The UAE’s new corporate tax, which will be implemented from June 1, 2023, will bring more transparency to the market around financial disclosures, according to the CEO of KPMG Lower Gulf.

In an exclusive interview with Zawya, Emilio Pera said that KPMG had seen significant interest from entities that operate across free zones and mainland jurisdictions, as well as multinationals that have business inside and outside of the UAE.

Emilio Pera, CEO, Senior Partner, KPMG Lower Gulf. Image Courtesy: KPMG
Emilio Pera, CEO, Senior Partner, KPMG Lower Gulf. Image Courtesy: KPMG
Emilio Pera, CEO, Senior Partner, KPMG Lower Gulf. Image Courtesy: KPMG

Under the tax programme, corporations and other businesses with taxable profits exceeding AED 375,000 ($102,110) will have to pay a standard rate of 9%. The first year the tax will be effective is in 2024, meaning the first assessments will take place in 2025.

“If you consider the 9% proposed tax it is one of the lowest internationally, but it’s also providing transparency in the market, and positions the UAE as a leading financial centre in providing that confidence,” Pera said.  

The different segments entitled to pay corporate tax include: UAE-incorporated entities; individuals (foreign or resident) who conduct a business or business activity in the UAE; and foreign legal entities that have a permanent establishment in the UAE or that are managed and controlled in the UAE.

There has already been an uptick in the requirements of companies from a skills perspective, Pera said, as when VAT was implemented in the UAE, it was largely resolved under companies’ finance functions, whereas now, independent tax functions are being established.

“From a professional services perspective, it’s an area that we see growth in our tax business, but also advisory business, in order to support clients from a structural perspective, and also on the audit side,” he said.

Companies need to start looking from a deferred tax perspective, what the implications could be, he added.

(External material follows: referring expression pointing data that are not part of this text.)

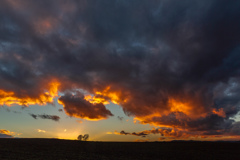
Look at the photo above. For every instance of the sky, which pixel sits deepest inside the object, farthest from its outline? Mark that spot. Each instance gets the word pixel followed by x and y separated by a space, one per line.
pixel 120 70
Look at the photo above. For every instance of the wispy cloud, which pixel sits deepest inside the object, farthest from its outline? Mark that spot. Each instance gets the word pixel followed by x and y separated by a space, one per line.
pixel 45 116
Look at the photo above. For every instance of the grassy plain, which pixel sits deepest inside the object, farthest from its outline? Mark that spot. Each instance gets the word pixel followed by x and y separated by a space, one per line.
pixel 39 149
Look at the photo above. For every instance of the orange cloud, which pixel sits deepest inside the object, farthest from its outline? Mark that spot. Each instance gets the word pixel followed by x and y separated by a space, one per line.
pixel 41 131
pixel 7 134
pixel 9 98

In terms of readiness, KPMG is seeing awareness and interest from larger organisations, from companies that have been operating in a regional or international environment, who have already been exposed to tax jurisdictions, and around the nuance of mainland and offshore jurisdictions within the UAE.

“As far as readiness, I believe there is sufficient time, we have significant interest from companies. I can’t say that there aren’t some companies that might wake up a little bit later. That’s inevitable, that there will be some companies that will come forward nearer the time,” he said.